Sim leitores do Café, por mais piegas que isso possa parecer, é o amor que mexe com sua cabeça e deixa Danny assim.

Amor(te)

Devido a perseguição da irmã, Danny não consegue ter uma vida muito empolgante, como se vivesse numa gaiola, limitado aos brinquedos postos dentro dela e, cada vez que tentasse escapar, teria sua irmã de volta para infernizá-lo. Por esse motivo o protagonista limitou suas relações sociais e românticas, sendo que após sua “ressurreição” ele escreve seu livro sobre o que ele viu enquanto estava morto e acabou fazendo da sua morte seu meio de vida, dando palestras e participando de grupos. Assim, mesmo continuando vivo, é a morte que manda em sua vida e ele não faz nenhuma outra atividade ou tem algum outro relacionamento que não seja pautado nisso.

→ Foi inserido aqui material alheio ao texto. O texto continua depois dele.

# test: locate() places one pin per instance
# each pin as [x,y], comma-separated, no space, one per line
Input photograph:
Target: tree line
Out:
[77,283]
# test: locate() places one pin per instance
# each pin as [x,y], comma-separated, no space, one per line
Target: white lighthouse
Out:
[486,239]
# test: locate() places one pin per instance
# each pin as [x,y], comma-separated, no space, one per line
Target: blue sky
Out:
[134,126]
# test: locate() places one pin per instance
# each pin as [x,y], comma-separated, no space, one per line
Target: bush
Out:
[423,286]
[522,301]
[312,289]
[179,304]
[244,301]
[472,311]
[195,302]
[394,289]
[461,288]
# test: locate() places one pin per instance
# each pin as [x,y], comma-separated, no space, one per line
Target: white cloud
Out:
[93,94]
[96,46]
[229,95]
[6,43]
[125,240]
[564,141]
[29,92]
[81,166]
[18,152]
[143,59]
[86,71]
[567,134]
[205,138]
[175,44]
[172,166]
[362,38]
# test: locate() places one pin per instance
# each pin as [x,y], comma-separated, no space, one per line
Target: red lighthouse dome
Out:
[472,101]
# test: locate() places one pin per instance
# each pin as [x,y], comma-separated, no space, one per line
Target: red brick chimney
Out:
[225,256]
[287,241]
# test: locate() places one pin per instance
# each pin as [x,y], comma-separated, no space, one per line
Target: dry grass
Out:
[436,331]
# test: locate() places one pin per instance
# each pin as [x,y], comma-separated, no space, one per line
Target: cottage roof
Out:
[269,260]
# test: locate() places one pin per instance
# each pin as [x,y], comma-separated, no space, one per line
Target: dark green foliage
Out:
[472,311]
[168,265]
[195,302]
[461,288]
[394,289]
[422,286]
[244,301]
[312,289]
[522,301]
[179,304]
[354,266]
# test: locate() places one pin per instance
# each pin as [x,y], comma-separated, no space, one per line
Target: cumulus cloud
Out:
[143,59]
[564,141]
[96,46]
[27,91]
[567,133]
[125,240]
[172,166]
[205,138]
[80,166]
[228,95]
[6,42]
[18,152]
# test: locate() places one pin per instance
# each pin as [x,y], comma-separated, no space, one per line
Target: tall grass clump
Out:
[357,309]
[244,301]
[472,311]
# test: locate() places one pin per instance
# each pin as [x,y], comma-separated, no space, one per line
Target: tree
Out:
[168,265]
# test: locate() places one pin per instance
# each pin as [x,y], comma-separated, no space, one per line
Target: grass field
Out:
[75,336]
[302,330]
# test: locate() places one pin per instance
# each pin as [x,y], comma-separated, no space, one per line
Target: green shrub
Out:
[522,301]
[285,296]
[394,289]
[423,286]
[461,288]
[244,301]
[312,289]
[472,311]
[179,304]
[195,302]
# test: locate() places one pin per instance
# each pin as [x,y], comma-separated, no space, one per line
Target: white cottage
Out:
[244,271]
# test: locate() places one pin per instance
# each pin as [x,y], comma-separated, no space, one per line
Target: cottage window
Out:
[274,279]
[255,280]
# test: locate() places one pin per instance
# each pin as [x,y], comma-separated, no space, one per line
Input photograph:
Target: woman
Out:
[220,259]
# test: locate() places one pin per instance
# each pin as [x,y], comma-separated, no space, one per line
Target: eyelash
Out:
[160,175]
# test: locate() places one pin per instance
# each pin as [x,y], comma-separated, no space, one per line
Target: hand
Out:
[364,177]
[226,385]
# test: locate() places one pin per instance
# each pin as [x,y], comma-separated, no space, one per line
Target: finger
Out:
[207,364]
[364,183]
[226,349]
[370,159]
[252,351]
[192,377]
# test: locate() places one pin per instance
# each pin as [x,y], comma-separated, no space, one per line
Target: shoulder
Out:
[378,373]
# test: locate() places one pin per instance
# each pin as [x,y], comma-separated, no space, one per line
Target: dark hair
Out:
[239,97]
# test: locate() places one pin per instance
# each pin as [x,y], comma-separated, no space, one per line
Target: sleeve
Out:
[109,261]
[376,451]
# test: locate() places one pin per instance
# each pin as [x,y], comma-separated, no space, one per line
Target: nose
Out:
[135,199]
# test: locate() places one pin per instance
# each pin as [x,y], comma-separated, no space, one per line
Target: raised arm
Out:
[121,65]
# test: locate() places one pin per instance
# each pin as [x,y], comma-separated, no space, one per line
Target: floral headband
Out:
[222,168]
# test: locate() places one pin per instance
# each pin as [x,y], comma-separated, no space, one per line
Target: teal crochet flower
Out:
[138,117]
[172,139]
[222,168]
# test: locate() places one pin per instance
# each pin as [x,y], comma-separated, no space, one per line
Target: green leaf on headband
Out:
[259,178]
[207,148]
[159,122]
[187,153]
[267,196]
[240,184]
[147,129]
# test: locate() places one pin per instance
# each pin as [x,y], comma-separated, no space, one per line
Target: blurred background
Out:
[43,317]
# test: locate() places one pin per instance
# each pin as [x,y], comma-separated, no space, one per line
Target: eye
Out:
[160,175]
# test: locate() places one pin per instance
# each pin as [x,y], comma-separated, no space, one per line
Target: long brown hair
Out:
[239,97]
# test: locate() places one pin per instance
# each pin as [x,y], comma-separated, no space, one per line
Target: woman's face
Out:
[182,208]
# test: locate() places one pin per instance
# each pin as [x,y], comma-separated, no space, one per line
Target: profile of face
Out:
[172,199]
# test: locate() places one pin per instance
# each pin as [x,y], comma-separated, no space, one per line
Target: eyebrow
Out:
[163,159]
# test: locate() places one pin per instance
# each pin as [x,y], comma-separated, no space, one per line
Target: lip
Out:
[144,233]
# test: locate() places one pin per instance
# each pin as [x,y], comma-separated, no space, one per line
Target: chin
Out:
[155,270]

Quando o protagonista conhece e começa a se relacionar com Willa e seu filho Eddie, ele encontra o pedaço de vida que sempre lhe faltou. Pela primeira vez tem perspectiva de felicidade e um motivo pra viver que não fosse pela própria morte, de modo que, mesmo com os ataques da irmã, ele começasse a buscar meios de resolver os problemas do passado.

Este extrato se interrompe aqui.